Kündigung eines Arbeitnehmers mit HIV-Infektion

Gericht:

LAG Berlin-Brandenburg


Aktenzeichen:

6 Sa 2159/11


Urteil vom:

13.01.2012


Grundlage:

AGG § 1 / AGG § 3 / AGG § 7 Abs 1 / AGG § 8 Abs 1 / AGG § 15 Abs 2 / BGB § 138 Abs 1 / BGB § 242



Leitsatz:

1. Die Kündigung des Arbeitsverhältnisses eines HIV-infizierten Arbeitnehmers in der Probezeit, der als Chemisch-Technischer Assistent für Tätigkeiten im Reinraumbereich eines pharmazeutischen Unternehmens eingestellt worden war, verstößt nicht gegen das Verbot der Benachteiligung wegen einer Behinderung nach § 7 Abs. 1 AGG.
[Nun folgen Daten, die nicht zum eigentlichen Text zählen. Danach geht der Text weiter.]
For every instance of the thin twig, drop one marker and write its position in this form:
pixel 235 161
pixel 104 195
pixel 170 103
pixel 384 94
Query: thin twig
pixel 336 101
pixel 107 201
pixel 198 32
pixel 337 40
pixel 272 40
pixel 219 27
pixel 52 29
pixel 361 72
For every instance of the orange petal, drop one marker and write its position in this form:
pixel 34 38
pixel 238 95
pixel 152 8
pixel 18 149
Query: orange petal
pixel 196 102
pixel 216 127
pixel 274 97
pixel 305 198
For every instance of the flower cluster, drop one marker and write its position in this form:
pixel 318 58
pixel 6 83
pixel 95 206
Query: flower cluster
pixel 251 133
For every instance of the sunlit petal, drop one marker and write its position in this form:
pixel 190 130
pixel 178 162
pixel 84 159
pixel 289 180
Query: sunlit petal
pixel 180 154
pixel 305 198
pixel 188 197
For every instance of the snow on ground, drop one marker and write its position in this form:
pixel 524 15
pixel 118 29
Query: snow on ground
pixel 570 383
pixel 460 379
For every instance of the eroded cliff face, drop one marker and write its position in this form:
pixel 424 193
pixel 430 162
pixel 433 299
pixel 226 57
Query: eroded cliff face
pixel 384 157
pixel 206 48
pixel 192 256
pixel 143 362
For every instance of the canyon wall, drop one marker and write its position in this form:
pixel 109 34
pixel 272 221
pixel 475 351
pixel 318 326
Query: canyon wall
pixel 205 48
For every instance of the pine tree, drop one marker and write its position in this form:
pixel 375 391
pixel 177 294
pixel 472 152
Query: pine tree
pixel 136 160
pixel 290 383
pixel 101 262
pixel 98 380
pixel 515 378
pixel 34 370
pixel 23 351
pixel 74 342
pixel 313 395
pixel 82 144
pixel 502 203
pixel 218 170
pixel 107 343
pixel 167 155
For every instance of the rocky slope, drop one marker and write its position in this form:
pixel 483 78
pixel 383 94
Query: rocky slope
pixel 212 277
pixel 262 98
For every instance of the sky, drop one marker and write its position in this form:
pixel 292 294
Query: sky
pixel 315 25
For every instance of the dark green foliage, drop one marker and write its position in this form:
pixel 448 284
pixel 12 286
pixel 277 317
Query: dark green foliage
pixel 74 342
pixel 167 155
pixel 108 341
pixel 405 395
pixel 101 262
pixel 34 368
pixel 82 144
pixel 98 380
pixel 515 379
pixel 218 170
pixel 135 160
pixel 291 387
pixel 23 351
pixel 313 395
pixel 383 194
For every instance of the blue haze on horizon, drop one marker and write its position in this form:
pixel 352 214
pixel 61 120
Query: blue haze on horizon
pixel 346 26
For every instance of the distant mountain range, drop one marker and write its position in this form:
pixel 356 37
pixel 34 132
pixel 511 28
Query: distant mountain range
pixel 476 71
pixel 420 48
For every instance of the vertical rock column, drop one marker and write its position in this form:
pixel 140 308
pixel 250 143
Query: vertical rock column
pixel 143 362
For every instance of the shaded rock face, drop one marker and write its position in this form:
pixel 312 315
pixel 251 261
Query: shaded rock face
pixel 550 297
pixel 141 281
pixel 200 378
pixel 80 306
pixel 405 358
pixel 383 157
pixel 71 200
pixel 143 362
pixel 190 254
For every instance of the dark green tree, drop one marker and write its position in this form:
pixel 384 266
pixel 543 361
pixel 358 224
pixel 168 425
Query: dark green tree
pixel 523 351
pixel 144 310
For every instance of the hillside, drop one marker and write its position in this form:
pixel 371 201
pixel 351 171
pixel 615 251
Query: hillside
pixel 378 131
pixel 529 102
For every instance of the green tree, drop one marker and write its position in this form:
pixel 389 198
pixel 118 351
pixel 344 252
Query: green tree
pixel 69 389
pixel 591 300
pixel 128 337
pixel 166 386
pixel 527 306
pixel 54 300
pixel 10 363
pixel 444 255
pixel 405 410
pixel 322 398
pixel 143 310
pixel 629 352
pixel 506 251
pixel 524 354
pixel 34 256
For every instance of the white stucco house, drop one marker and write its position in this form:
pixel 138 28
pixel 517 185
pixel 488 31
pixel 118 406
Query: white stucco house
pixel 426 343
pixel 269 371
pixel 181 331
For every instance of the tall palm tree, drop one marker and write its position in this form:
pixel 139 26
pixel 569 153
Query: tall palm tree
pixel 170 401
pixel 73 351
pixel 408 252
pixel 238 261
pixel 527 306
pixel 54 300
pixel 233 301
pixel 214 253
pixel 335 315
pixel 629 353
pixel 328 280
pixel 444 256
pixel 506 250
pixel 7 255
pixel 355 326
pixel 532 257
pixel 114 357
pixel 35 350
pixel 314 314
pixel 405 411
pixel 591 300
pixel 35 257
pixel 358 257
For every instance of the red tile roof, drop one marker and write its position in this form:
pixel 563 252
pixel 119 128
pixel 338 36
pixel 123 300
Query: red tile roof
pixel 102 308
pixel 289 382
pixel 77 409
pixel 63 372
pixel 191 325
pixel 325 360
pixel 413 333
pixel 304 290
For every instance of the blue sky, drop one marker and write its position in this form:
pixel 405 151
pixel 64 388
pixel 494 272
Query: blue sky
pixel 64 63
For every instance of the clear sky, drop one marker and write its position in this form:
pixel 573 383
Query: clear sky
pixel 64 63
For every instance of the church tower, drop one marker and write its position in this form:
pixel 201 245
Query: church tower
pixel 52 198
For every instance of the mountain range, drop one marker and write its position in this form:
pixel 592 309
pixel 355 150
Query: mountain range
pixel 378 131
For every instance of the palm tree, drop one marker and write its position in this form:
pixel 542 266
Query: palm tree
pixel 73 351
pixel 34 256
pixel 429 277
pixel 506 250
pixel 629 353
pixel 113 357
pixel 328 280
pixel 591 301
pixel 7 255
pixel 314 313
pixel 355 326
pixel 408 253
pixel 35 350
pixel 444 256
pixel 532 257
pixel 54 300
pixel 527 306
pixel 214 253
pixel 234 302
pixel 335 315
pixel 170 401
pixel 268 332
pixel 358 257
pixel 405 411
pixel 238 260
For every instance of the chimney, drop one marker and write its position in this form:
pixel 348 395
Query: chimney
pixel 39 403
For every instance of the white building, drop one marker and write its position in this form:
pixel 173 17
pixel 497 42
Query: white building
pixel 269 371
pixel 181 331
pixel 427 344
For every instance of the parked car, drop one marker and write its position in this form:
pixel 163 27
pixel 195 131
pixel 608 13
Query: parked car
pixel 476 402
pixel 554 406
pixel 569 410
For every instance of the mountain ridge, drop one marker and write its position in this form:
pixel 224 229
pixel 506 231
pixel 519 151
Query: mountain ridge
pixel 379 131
2. Jedenfalls stellen die Sicherheitsstandards des Arbeitgebers zur Vermeidung einer Infektion der Patienten berufliche Anforderungen i. S. d. § 8 Abs. 1 AGG dar, die eine unterschiedliche Behandlung wegen einer HIV-Infektion gestatten.
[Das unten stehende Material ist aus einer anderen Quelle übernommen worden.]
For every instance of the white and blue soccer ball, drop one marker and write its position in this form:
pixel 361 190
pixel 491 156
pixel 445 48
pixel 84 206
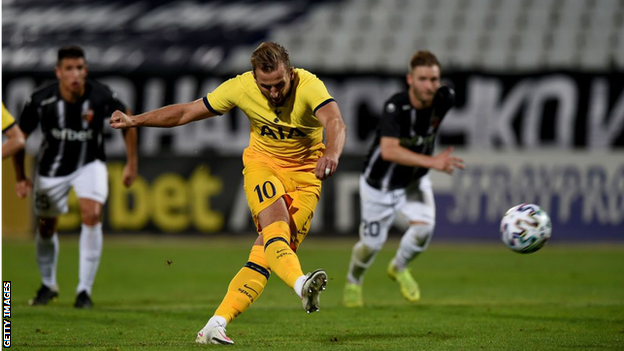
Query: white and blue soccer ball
pixel 525 228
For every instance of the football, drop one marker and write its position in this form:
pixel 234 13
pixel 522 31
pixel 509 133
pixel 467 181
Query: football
pixel 525 228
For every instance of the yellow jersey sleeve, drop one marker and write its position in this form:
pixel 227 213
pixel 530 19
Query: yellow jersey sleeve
pixel 315 93
pixel 225 96
pixel 7 119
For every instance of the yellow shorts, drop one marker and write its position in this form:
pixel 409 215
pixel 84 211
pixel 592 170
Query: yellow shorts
pixel 266 181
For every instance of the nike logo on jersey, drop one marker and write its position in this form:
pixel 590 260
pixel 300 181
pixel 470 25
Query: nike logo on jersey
pixel 417 141
pixel 281 133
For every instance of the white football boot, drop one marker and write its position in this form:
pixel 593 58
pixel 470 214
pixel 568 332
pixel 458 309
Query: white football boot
pixel 215 335
pixel 314 284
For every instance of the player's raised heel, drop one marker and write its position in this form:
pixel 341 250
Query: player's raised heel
pixel 43 296
pixel 314 284
pixel 83 300
pixel 409 287
pixel 214 335
pixel 353 295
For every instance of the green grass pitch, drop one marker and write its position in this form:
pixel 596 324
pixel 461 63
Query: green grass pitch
pixel 155 293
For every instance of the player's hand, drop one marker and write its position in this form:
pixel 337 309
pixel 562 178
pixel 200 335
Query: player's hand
pixel 23 188
pixel 326 167
pixel 447 163
pixel 130 174
pixel 120 120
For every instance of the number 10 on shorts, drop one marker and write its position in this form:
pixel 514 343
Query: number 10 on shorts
pixel 267 189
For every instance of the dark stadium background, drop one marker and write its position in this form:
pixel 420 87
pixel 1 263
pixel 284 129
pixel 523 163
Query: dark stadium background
pixel 534 124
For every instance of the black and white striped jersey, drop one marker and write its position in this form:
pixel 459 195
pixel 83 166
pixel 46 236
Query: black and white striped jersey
pixel 72 133
pixel 416 130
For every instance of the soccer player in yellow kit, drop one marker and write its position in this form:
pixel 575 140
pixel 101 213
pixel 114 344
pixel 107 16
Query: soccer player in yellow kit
pixel 15 138
pixel 283 168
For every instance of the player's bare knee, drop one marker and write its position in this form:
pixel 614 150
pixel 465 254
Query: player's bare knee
pixel 276 212
pixel 420 232
pixel 47 227
pixel 91 218
pixel 367 251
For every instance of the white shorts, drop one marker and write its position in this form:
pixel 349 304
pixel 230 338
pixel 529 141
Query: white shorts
pixel 89 182
pixel 379 209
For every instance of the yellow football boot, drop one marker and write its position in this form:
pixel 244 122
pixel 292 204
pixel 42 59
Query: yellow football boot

3. Damit ist die Kündigung weder gemäß § 138 oder § 242 BGB unwirksam, noch besteht ein Entschädigungsanspruch des Arbeitnehmers gemäß § 15 Abs. 2 AGG.

Pressemitteilung:

(Nr. 05/12 vom 13.01.2012)

Das Landesarbeitsgericht hat die Kündigung eines Arbeitnehmers mit HIV-Infektion, die während der Probezeit ausgesprochen wurde, für wirksam gehalten und auch die Klage auf Entschädigung wegen eines Verstoßes gegen das Allgemeine Gleichbehandlungsgesetz (AGG) abgewiesen.
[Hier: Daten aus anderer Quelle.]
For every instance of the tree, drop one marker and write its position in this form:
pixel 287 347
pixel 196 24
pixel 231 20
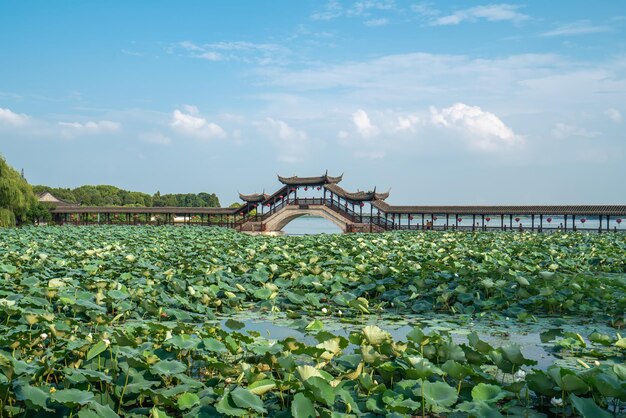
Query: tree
pixel 16 196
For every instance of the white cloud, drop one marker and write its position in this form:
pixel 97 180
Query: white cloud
pixel 614 114
pixel 155 138
pixel 242 51
pixel 195 126
pixel 11 118
pixel 363 124
pixel 562 131
pixel 376 22
pixel 407 123
pixel 579 27
pixel 74 129
pixel 334 9
pixel 291 144
pixel 484 130
pixel 491 13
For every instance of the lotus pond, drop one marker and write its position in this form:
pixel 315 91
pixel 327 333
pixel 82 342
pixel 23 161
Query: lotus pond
pixel 190 321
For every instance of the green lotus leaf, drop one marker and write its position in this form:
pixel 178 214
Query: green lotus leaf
pixel 34 396
pixel 96 350
pixel 168 367
pixel 321 390
pixel 574 384
pixel 245 399
pixel 587 408
pixel 71 397
pixel 439 395
pixel 187 401
pixel 260 387
pixel 302 407
pixel 487 393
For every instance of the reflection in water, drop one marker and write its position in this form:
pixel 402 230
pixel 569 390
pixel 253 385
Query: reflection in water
pixel 311 225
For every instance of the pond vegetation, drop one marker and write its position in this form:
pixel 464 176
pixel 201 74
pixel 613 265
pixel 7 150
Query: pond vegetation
pixel 160 321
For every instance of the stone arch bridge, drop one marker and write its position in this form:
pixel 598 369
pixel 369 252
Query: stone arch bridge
pixel 360 211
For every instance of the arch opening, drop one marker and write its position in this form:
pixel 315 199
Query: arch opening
pixel 304 224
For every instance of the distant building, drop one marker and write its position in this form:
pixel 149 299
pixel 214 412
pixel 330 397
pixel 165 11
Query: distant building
pixel 50 199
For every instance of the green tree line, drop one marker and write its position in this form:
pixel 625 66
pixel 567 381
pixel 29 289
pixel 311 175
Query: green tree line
pixel 18 203
pixel 113 196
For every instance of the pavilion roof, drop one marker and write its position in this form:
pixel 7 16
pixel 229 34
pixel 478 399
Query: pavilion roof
pixel 579 210
pixel 141 210
pixel 254 197
pixel 358 196
pixel 310 181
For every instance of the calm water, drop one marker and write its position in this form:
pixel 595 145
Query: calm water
pixel 309 225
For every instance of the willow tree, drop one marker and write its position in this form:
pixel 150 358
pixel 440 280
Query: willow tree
pixel 16 196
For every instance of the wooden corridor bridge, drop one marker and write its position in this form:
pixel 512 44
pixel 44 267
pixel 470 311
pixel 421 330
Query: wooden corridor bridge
pixel 361 211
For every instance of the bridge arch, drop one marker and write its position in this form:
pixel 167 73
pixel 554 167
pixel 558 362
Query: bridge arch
pixel 279 220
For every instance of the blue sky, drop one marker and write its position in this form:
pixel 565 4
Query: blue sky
pixel 463 102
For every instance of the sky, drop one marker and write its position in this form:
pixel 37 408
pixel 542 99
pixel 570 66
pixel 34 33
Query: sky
pixel 448 102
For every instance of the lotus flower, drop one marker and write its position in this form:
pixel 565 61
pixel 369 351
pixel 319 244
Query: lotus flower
pixel 519 375
pixel 556 402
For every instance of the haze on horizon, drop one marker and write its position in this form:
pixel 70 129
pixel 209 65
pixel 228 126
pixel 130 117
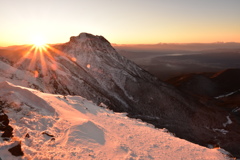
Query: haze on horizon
pixel 121 22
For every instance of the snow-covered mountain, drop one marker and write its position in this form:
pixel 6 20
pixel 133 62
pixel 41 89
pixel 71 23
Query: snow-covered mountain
pixel 90 67
pixel 50 126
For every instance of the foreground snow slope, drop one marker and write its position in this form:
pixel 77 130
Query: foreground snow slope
pixel 70 127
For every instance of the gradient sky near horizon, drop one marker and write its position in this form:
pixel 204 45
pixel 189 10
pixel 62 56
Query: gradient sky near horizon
pixel 121 22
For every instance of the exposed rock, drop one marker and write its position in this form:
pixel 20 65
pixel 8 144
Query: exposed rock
pixel 16 150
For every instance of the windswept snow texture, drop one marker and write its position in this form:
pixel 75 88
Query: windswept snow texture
pixel 70 127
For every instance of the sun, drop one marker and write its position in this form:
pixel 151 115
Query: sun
pixel 39 41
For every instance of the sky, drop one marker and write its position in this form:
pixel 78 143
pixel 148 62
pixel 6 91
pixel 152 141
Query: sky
pixel 121 22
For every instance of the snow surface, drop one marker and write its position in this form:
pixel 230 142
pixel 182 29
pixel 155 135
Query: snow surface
pixel 70 127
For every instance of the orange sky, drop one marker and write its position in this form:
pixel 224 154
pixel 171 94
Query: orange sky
pixel 121 22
Der Arbeitnehmer wurde von einem Pharmaunternehmen als chemisch-technischer Assistent beschäftigt und bei der Herstellung von Medikamenten im 'Reinbereich' eingesetzt. Der Arbeitgeber hatte für diesen Fertigungsbereich allgemein festgelegt, dass Arbeitnehmer mit Erkrankungen jedweder Art - insbesondere auch Arbeitnehmer mit HIV-Infektion - nicht beschäftigt werden dürfen. Er kündigte das Arbeitsverhältnis unter Einhaltung der Kündigungsfrist während der Probezeit, nachdem er von der HIV-Infektion des Arbeitnehmers erfahren hatte.

Das Landesarbeitsgericht hat die Kündigung für rechtswirksam gehalten. Die Kündigung sei nicht willkürlich und verstoße deshalb nicht gegen den Grundsatz von Treu und Glauben (§ 242 BGB). Dem Arbeitgeber könne nicht verwehrt werden, für die Medikamentenherstellung allgemein den Einsatz erkrankter Arbeitnehmer auszuschließen. Die Entscheidung, einen dauerhaft mit dem HI-Virus infizierten Arbeitnehmer zu entlassen, sei auf dieser Grundlage nicht zu beanstanden. Da auf das Arbeitsverhältnis das Kündigungsschutzgesetz keine Anwendung finde, komme es auf die soziale Rechtfertigung der Kündigung nicht an.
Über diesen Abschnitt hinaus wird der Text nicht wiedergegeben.